Can AI cut baby heart deaths?
Without plentiful data it will be hard
The stereotype of the crusty old doctor who wants nothing to do with new technology is not entirely inaccurate. Still, some of the most passionate evangelists for the idea that artificial intelligence can transform healthcare are members of the medical profession. And they have to learn a key lesson - some challenges may prove just too hard for AI.
Take Dr Tom Day, a consultant specialising in heart problems in unborn babies. He got in touch after I posted a social media message looking for people involved in trying to deploy AI in the NHS. Dr Day is one of a new breed of doctors who see patients, work on blue sky research at a university, but also have an entrepreneurial drive.
He works at Guy’s and St Thomas’ Hospital, is a clinical research scientist at King’s, London, and with colleagues has a start-up company. All of these activities focus on one question - why does the ultrasound scan expectant mothers get at twenty weeks somehow fail to spot around half of all serious heart defects?
This failure has serious consequences. When a heart defect is spotted at 20 weeks the baby’s parents face a terrible dilemma. “With very serious heart defects, “ explains Dr Day, “then a significant proportion of people would have a termination of pregnancy.” But medicine has made big advances over the last twenty years and with advance knowledge of a problem, the birth can take place at a specialist hospital, with doctors on hand to operate. “In the modern era, not quite all but almost all heart problems are operable. We can start giving life saving treatment as soon as the baby's born.”
But with no prior warning, the existence of a heart defect may only become evident some hours after the birth, making the risk of death or at least brain damage much higher. A decade ago, a project got underway at Guy’s and St Thomas’, with a big grant from the Wellcome Trust, to try to improve matters.
It was called iFind and its aim was “to substantially improve the diagnostic accuracy of scans carried out by less expert sonographers [ultrasound operators]” so that routine scans could be carried out without the need for a high level of expertise.
The scheme involved trying a number of technologies - one approach was using MRI scans, which Dr Day says has been very successful, another was using robotics to automate the scanning process, which has proved challenging: “it's really, really difficult to get robotics to work in this context.”
And finally there is the attempt to use AI to detect heart defects, which is where Dr Day comes in. Like just about any project based on machine learning, this was always going to depend on the collection and labelling of vast mounts of data. This came in the form of 10,000 videos of ultrasound scans - effectively screen recordings of what is quite a lengthy process.

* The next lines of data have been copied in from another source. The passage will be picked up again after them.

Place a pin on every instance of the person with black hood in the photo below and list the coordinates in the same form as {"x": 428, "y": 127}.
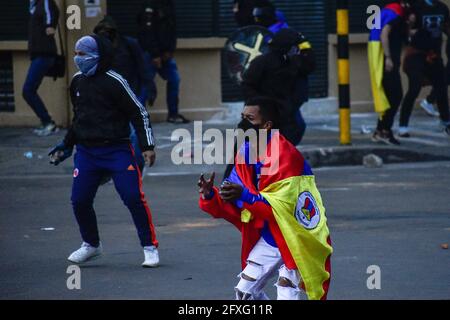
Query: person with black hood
{"x": 243, "y": 12}
{"x": 157, "y": 37}
{"x": 129, "y": 62}
{"x": 44, "y": 15}
{"x": 104, "y": 105}
{"x": 278, "y": 73}
{"x": 266, "y": 15}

Having heard about other uses of AI to examine scans for everything from brain tumours to eye conditions I thought I knew what came next - an algorithm trained on images of heart defects that had been missed first time around would be developed, providing a essential new tool for doctors treating sick babies.
But I was wrong. “The problem is heart defects may be the most common problem affecting babies but they still are rare,” says Dr Day. So even 10,000 scans might produce fewer than 100 undiagnosed heart defects of different kinds and that was nowhere near enough data to build a reliable AI system.
Instead the team decided they might be able to use AI to make the lengthy and complex process of carrying out an ultrasound scan faster. Tom says that as well as looking out for heart defects the sonographers have to take a whole series of routine measurements, stopping frequently to take notes: “What we thought might happen was that if you could automate that - a bit like putting the aeroplane in autopilot - you would improve the detection rate indirectly.”
They have produced a product which reduces the average time taken to do a scan from 20 to 12 minutes and. according to Dr Day, `’lightens the cognitive load” of the sonographer, in other words frees them from the distractions they face as they go through the routine stuff and allows them to focus on what is important.
But, but, but…
”What we haven't shown is evidence that it changes the rate of diagnosis,” he admits. To achieve that would mean running a huge trial involving thousands of babies, a very expensive process for which they are currently seeking a grant.
But in the meantime Dr Day and his colleagues have set up a business called Fraiya to try to commercialise their ideas. As they try to sell their existing product as a practical way for hospitals to speed up ultrasound, one approach is to market the system as a way of making life easier for the doctors who often have to be the second pair of eyes reviewing the scan:
“The AI can take a 20 minute ultrasound and organise it in a way such that an expert can then review it very quickly.”
For now, he says, this would be a halfway house with a human in the loop just using the AI as a tool, but over time the system would get better at detecting heart defects on its own.
The ambition is still to create a system that can detect far more heart defects than the typical human ultrasound operator but without producing too many false positives which would clog up hospitals while placing unnecessary and unbearable strains on parents.
Tom Day’s story tells us that amidst all the hype about AI and healthcare we need to realise that this stuff is hard, it makes big demands in terms of the data and investment required, and after years of hard work you still may find that it doesn’t really work.
So I asked Tom what kept him going:. Here’s what he told me:
““I regularly have to care for babies with severe heart disease who have been missed antenatally and born in the wrong hospital, with no treatment until they become very sick. It’s a real reminder that what we are trying to do will have a tangible benefit for the most fragile and vulnerable members of our society.”